This year’s QS World University Rankings by Subject underline the status of Cambridge, Massachusetts as the nerve center of global academic research. Yet they also point to world-leading departments at a surprisingly diverse range of institutions, extending far beyond the big names that tend to dominate overall university rankings.
Home to Harvard and MIT, Cambridge was originally named in honor of the UK’s University of Cambridge, but this year’s results suggest that it has long-since overtaken its namesake when it comes to hosting world-class academic departments. Between them, Harvard and MIT account for 20 of the 30 number one spots. Harvard maintains a slender lead over its neighbor, with 11 top spots to MIT’s nine.
Harvard’s dominance is particularly pronounced in the life sciences, in which it tops four of the five subjects: medicine, psychology, pharmacy, and biological sciences. Harvard is also the pre-eminent institution in the field of social sciences and management, ranking first in five of the eight subjects: sociology, politics, law, economics and accounting.
In the natural sciences, Harvard tops the rankings for mathematics and earth and marine sciences. Perhaps surprisingly, the only discipline area in which it fails to take a single number one ranking is the arts and humanities, though it does make the top five in all but one of the six disciplines.
While Harvard rules the life and social sciences, local rival MIT is the undisputed global powerhouse in engineering and technology, recording a clean sweep of the top spots in four areas of engineering (civil, mechanical, chemical and electrical) plus computer sciences.
Other subjects in which MIT emerges as the world leader include statistics, three of the core science disciplines (physics, materials science and chemistry), plus linguistics – a discipline in which MIT has led the way, most famously through the work of Noam Chomsky, one of the most frequently cited humanities scholars of all time.

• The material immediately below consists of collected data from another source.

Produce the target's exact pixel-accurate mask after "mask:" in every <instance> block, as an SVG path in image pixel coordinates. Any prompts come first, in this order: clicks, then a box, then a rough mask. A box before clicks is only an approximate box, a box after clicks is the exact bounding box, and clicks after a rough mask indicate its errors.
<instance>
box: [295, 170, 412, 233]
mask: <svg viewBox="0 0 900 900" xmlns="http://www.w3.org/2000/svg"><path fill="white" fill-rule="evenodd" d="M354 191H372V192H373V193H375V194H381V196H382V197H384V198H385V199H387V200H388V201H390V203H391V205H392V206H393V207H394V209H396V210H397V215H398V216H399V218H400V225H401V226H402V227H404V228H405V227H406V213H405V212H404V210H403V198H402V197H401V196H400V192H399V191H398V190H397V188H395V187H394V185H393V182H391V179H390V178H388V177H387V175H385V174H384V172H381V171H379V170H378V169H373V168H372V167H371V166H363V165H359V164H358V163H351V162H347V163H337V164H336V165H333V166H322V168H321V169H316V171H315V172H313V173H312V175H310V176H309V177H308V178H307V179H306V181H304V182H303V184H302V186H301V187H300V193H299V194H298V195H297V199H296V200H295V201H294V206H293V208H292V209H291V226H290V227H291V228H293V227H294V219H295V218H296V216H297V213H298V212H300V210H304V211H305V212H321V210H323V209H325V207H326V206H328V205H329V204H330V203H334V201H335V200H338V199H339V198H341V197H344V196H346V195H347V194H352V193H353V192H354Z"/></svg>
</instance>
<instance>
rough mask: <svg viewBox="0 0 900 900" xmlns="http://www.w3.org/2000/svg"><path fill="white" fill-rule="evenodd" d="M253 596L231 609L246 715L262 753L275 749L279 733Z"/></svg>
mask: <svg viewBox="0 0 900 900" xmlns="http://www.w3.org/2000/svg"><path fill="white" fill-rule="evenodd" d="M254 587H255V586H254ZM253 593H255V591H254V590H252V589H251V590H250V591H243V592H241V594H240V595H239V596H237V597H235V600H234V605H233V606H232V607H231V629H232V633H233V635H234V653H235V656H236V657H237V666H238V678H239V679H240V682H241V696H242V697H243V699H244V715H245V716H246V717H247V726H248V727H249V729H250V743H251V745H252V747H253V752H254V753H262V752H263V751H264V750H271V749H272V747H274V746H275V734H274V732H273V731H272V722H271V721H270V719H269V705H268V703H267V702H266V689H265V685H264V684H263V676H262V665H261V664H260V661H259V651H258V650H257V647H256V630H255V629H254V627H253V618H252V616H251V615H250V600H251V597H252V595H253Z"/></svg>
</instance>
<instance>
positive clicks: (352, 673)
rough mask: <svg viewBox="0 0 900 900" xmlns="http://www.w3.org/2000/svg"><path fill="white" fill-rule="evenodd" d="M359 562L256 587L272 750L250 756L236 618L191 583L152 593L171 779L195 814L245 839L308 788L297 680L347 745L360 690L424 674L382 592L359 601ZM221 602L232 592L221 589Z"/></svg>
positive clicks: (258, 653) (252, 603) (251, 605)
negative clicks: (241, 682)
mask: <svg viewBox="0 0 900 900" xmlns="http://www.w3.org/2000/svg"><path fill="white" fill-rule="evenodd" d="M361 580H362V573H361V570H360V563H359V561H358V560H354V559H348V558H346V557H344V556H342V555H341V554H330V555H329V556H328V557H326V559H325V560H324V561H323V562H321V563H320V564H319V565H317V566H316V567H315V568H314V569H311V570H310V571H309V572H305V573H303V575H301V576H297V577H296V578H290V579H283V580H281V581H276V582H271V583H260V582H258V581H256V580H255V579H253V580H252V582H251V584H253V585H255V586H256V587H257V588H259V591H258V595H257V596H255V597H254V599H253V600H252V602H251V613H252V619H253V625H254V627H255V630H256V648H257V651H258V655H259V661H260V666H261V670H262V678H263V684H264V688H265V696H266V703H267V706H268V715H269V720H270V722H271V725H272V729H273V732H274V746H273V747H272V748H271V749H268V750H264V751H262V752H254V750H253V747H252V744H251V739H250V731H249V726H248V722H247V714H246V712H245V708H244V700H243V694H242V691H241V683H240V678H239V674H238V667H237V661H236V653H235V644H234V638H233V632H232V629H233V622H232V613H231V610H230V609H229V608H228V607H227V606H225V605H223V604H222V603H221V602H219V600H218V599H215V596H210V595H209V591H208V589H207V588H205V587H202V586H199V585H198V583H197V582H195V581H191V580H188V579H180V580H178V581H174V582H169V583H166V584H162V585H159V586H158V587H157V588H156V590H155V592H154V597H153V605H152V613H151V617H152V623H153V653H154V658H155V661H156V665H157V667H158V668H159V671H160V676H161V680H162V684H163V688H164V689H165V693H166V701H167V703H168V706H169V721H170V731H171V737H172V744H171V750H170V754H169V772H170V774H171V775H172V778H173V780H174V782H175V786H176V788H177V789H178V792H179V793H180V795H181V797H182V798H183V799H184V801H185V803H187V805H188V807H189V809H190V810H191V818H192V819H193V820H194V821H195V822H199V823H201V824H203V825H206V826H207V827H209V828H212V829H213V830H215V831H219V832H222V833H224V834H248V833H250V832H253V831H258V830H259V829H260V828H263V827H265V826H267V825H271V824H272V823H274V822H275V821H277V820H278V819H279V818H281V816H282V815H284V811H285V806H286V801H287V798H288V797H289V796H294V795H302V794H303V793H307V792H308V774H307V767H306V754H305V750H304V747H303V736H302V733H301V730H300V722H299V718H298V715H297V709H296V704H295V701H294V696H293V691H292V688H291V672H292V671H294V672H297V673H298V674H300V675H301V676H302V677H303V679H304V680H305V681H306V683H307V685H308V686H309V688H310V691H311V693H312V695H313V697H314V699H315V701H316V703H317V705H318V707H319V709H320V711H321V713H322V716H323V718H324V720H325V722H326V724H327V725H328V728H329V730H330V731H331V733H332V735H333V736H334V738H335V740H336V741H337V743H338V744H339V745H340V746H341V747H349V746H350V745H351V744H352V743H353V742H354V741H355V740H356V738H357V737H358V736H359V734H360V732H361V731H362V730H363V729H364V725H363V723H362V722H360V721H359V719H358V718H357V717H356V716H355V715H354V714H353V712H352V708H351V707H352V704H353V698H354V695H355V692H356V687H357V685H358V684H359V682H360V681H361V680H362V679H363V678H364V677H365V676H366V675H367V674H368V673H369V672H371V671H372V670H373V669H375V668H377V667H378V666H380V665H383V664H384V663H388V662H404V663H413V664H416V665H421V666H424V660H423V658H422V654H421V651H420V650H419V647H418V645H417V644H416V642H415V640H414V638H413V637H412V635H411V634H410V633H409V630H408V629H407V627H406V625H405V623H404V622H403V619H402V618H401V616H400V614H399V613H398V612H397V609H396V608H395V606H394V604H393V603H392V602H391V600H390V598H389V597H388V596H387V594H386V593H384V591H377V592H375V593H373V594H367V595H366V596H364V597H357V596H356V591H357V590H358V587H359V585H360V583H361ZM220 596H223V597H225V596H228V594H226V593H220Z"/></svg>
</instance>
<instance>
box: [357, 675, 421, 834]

The dominance of the Cambridge, Massachusetts institutions is almost total in the STEM disciplines, in which between them they take a remarkable 14 of the 16 top spots. Yet elsewhere the field is surprisingly diverse. Indeed, the University of Oxford is the only other institution to top the table in more than one discipline, ranking number one globally in English, geography and modern languages, all areas of traditional strength.
Big names under threat?
Since their introduction in 2011, QS World University Rankings by Subject have been honed to discriminate more accurately between strength in a particular discipline area and the inflating effect of overall institutional prestige. This is reflected in the disciplines that fall outside of the sphere of Harvard-MIT dominance, in which eight institutions feature at the top of ten different tables.
Of these eight institutions, three are placed in the top ten in the overall QS World University Rankings. Oxford takes three top spots, Cambridge is number one in history, and Stanford University tops the table for statistics. Institutions from outside of the global top 20 take the number one spots in all five of the remaining tables.
Berkeley maintains its top spot for environmental sciences, while its fellow University of California branch UC Davis ranks number one in agriculture. Another of the big US public institutions, University of Wisconsin-Madison leads the way on communications and media studies.
New York University’s reputation as a world leader in philosophy is well established within the field, and it tops this year’s table ahead of Oxford, the University of Pittsburgh and Rutgers. And the UK’s Institute of Education takes its place at the top of the ranking for education, ahead of Australia’s University of Melbourne.
The rankings also point to numerous world-class faculties in Asia-Pacific and Continental Europe, regions that have traditionally been eclipsed by the US and UK in overall rankings.
The most successful universities outside of the US and UK in terms of number top-ten rankings are:
– National University of Singapore (8)
– ETH Zurich (4)
– University of Melbourne (4)
– University of Tokyo (4)
– Nanyang Technological University (3)
– Kyoto University (2)
– Wageningen University (2)
Other universities to make the global top ten in a single discipline include China’s Tsinghua University (materials science), Hong Kong University (civil engineering) and Sweden’s Karolinska Institute (pharamacy).
A further five Australian institutions make the top ten in one subject (ANU, Monash, University of Sydney, University of Queensland and University of New South Wales), as do two from the Netherlands (University of Amsterdam and Delft University of Technology).
Latin America’s top-ranking institution is Mexico’s UNAM (25th in history), while Africa’s top institution, the University of Cape Town, makes the top 50 in education, geography, law and English language and literature.
This geographical diversity shows that world-leading work is taking place at an individual discipline level at a far greater range of institutions than overall rankings would have us believe.